The cloud hanging over Computer Associates International Inc has deepened, after one former financial executive pleaded guilty to federal charges stemming from the accounting fraud investigation into incorrectly recognized revenue.
Lloyd Silverstein, a former senior vice president of finance who had worked in CA’s finance department for nearly 16 years, entered the plea as part of an agreement reached with the US government. He, along with two other finance executives, were asked to resign in October.
Silverstein pleaded guilty to conspiracy to obstruct justice during an accounting probe of the company. He also agreed to a permanent injunction prohibiting him from violating Security and Exchange Commission (SEC) accounting rules and serving as an officer or director of a publicly held company.

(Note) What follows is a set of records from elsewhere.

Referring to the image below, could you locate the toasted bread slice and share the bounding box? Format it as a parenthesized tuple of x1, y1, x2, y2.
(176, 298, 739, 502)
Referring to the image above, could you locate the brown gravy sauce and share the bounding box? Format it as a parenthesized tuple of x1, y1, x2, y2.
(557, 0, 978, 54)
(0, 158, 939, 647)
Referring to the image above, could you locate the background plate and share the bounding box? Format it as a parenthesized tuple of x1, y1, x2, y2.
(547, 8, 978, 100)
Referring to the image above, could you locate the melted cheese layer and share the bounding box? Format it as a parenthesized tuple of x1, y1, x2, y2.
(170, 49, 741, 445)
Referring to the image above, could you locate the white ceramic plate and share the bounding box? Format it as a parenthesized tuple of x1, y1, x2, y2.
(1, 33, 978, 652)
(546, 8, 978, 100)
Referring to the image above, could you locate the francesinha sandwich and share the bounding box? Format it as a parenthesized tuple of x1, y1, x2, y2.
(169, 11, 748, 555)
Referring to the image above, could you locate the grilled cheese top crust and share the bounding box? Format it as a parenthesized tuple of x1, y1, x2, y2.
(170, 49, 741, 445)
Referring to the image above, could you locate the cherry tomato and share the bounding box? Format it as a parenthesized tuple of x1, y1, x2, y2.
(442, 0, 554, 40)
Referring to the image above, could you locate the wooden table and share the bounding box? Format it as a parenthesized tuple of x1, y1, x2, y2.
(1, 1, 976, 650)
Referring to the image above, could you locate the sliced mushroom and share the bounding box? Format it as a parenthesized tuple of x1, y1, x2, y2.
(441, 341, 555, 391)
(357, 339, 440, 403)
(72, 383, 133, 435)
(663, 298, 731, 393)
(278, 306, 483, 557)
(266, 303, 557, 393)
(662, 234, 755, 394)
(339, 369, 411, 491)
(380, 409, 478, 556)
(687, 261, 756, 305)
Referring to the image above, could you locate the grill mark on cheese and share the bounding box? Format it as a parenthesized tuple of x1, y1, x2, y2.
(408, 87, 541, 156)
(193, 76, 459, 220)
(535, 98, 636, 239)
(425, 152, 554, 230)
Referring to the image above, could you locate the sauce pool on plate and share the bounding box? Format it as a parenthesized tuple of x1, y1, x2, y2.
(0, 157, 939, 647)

The government, with Silverstein’s help, will allege a pattern of revenue manipulation at CA that dates back many years, according to reports. The reports also state Silverstein’s may reveal some CA people were involved in a concerted effort to cover up the accounting misdeeds.
Silverstein is expected to admit to taking part in an alleged cover-up before deciding to end his participation and co-operate with the government. He is now considered a key whistle-blower in the ongoing investigation.

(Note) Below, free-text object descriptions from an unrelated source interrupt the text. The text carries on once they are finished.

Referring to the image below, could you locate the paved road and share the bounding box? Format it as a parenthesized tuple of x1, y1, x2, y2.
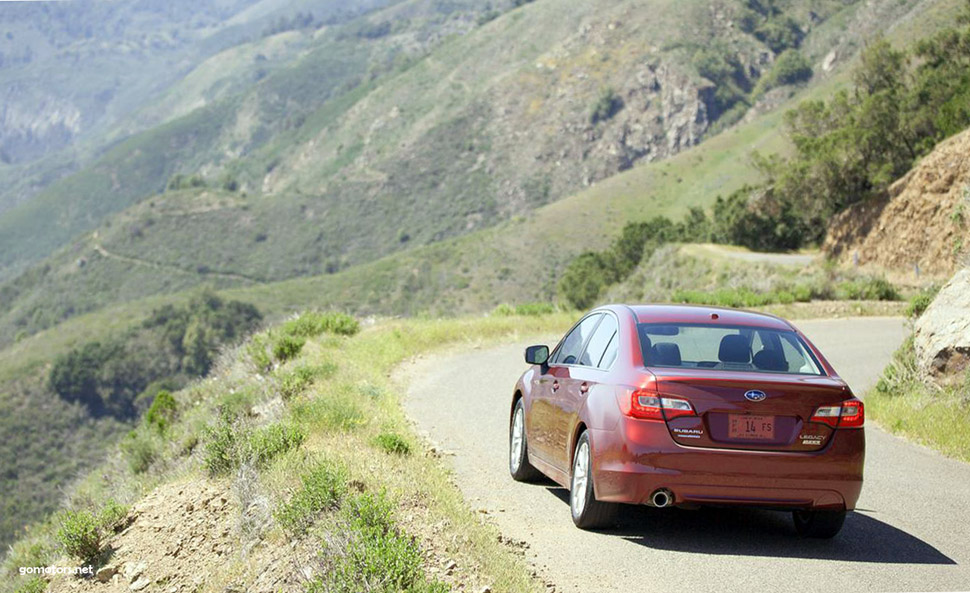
(404, 317, 970, 593)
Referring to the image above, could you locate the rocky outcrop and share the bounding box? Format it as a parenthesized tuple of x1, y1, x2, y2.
(823, 128, 970, 279)
(914, 267, 970, 380)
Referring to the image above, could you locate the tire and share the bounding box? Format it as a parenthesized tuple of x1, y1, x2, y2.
(792, 509, 847, 538)
(570, 430, 618, 529)
(509, 399, 542, 482)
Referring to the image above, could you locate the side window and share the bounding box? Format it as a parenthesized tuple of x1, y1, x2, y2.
(598, 332, 619, 369)
(552, 314, 602, 365)
(579, 314, 617, 368)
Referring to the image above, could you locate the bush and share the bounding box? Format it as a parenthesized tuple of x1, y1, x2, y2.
(275, 462, 348, 534)
(145, 390, 178, 432)
(120, 429, 159, 474)
(97, 499, 129, 532)
(837, 277, 900, 301)
(202, 415, 240, 476)
(13, 577, 46, 593)
(373, 432, 411, 456)
(278, 365, 325, 400)
(280, 312, 360, 338)
(273, 335, 306, 362)
(56, 510, 101, 562)
(492, 302, 557, 317)
(590, 87, 623, 124)
(758, 49, 812, 93)
(248, 423, 305, 467)
(906, 286, 940, 318)
(310, 492, 447, 593)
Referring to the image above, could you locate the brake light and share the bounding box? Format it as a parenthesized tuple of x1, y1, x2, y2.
(628, 390, 695, 421)
(810, 399, 864, 428)
(839, 399, 865, 428)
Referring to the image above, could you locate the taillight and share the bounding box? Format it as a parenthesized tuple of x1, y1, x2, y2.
(810, 399, 864, 428)
(628, 390, 695, 421)
(839, 399, 865, 428)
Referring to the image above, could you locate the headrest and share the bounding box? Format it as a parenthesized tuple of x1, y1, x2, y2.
(718, 335, 751, 364)
(753, 349, 788, 372)
(650, 342, 682, 366)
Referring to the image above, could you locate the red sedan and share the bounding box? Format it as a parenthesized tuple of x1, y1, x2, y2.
(509, 305, 864, 537)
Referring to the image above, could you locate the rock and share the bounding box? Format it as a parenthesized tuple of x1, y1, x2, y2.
(822, 50, 837, 72)
(130, 576, 151, 591)
(915, 268, 970, 379)
(96, 565, 117, 582)
(124, 561, 146, 583)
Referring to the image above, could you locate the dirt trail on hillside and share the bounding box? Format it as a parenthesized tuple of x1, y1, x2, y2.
(91, 232, 259, 284)
(403, 317, 970, 593)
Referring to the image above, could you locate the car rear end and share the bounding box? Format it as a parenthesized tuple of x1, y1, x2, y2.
(591, 311, 865, 515)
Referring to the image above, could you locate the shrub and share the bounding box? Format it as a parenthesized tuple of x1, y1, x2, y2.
(373, 432, 411, 456)
(275, 462, 348, 534)
(278, 365, 319, 400)
(906, 286, 940, 318)
(492, 302, 556, 316)
(273, 335, 306, 362)
(56, 510, 101, 562)
(97, 499, 129, 532)
(758, 49, 812, 93)
(13, 577, 46, 593)
(310, 492, 446, 593)
(837, 277, 900, 301)
(280, 312, 360, 338)
(202, 415, 240, 476)
(248, 423, 305, 467)
(120, 429, 158, 474)
(145, 390, 178, 432)
(247, 334, 273, 371)
(590, 87, 623, 124)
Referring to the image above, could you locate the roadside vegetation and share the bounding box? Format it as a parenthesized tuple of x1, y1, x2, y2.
(867, 288, 970, 463)
(1, 311, 577, 593)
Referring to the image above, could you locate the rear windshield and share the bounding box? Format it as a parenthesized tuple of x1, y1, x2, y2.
(637, 323, 824, 375)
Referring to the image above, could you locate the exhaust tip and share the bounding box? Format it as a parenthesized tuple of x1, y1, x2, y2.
(651, 489, 673, 508)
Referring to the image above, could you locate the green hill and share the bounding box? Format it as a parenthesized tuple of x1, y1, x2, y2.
(2, 0, 945, 344)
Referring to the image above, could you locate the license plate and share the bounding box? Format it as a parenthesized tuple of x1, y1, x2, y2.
(729, 414, 775, 440)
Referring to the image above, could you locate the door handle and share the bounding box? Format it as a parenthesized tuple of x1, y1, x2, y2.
(580, 382, 589, 394)
(552, 380, 560, 392)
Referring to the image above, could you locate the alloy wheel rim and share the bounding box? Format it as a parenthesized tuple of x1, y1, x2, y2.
(572, 441, 589, 516)
(510, 408, 524, 471)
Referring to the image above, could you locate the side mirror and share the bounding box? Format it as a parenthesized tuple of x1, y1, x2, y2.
(525, 345, 549, 366)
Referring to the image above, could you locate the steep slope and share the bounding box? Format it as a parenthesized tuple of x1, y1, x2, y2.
(0, 0, 873, 284)
(3, 0, 947, 342)
(824, 127, 970, 280)
(0, 0, 400, 214)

In a statement issued after Silverstein’s plea, CA said it is unable to predict the full scope, timing or outcome of the government’s investigation. However, CA warned the investigation: Could result in the commencement of administrative, civil injunctive and criminal proceedings, including the imposition of penalties and other remedies.
Computer Associates is currently facing both its own internal audit committee investigation into previous results, and an SEC investigation. Earlier in the month, the SEC issued a Wells Notice, which suggested commission staff could advise the agency to sue CA over alleged violations of securities law.
CA itself admitted last year that during the fiscal year ending March 31, 2000 it prematurely recognized revenue. CA followed a practice known as the 35-day month, in which sales personnel back-dated business agreements finalized in the days immediately following the end of fiscal quarters, according the SEC.
The purpose was: To create the false appearance that CA had met or exceeded its revenue estimates, when it had in fact fallen short, according to court papers filed by Assistant US Attorney Michael Cornacchia.
During a recent conference call to discuss its improved financial results, CA boss Sanjay Kumar said the company had till the end of the month to decide how to respond to the Wells Notice, adding that this deadline could be extended by agreement. He said CA was still deciding on its response.
Silverstein faces the prospects of a stiff financial penalty, and may have to pay back any money he might have made as a result of the improper revenue recognition practices.